My friend Ben Williams mentioned a recent event in which he saw black helicopters in the sky over his home in Minneapolis, and the deeply unsettled feeling it left him with. Note that the exercise took place over the Federal Reserve -- the location originally chosen by Occupy Minneapolis, and not permitted by the authorities.
Update: By no means is this diary an endorsement of Alex Jones or Infowars. I am not a conspiracy theorist. I am, however, open to information where and when I can find it, and Infowars had the best collection of links to other resources that I found.
I found very little coverage of it, virtually nothing in the MSM (surprise!). If you're in the mood to visit Infowars, they have an article about it also describing similar events in Florida, Missouri, and Wisconsin.
As a person with some experience both with Blackhawk helicopters and urban rescue, I have to call bullshit on anything that purports to mix the two. Blackhawk helicopters are about firepower, plain and simple. Death from above.
Ben's account below the cloud.
On Saturday 25 August, I caught a brief notice on the local news informing residents of the Minneapolis-St. Paul area that the U.S. Special Operations Command would be engaging in “urban environment training” over the course of the next several days in our area (training had actually begun on 19 August, but would now become more visible).
This was said to be part of an effort to train the military in urban search & rescue operations. It mentioned that this training would be routine and that there was no cause for alarm on the part of the public.
On Monday 27 August, Blackhawk and Hughes helicopters conducted exercises downtown and also patrolled the airspace of my neighbourhood (Northeast Minneapolis), which is adjacent to downtown. They hovered in close formation near downtown buildings including the Federal Reserve building, and flew at very low altitudes. The overflights lasted for several hours as the helicopters continually cruised back and forth across the Mississippi River.
I found this to be a very alarming experience, and one that was anything but routine. I had the strong sense that we had reached a new stage in our evolution from a security state into a bona fide police state.
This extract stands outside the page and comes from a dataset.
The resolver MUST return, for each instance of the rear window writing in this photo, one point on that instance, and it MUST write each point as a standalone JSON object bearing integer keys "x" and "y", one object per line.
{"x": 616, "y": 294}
The fact that there was scant and very short notice regarding this (up until now) highly unusual and conspicuous operation, with the explanations provided alternating between “search & rescue” and “urban warfare training”, leads me to believe that this operation is part of a new effort to intimidate the public and to condition us into accepting a new, ongoing military presence in our civilian space – one that may well become more “routine” as time goes on.
The local news media kept stressing that there was “nothing to worry about”, but did so only after traumatized residents began calling the police and 911 to find out why helicopters were buzzing their rooftops for hours on end. We were told that the military refused to give out exact training locations to “prevent crowds from gathering to watch and creating a safety hazard”. Not that flying dozens of huge helicopters at very low altitude over a heavily populated area is unsafe, mind you….
Since that evening, I have continually heard the rationale from various quarters that the military must have conducted these drills to train for similar urban warfare missions in “some Middle Eastern country”. This explanation makes no sense at all: if military helicopters flew low to the ground and hovered close to buildings in a hostile urban zone, they would be directly exposed to enemy fire from the ground or from those buildings.
This training exercise was clearly addressing the presumptive need on the part of the authorities that military personnel and hardware will be needed to quash impending civil unrest, and as far as they are concerned, the people of this country don’t need to be properly informed about that.
The element of surprise is quite effective, and this is where the psychological warfare aspect comes into play. The feeling was sudden and palpable as I stared at soldiers in full camouflage gear sitting in the doorway of several helicopters roaring overhead: no longer can we be assured that our cities and neighborhoods belong to us. At any time, in any location and without warning, elements of the military can invade our lives, and they do not have to answer for it.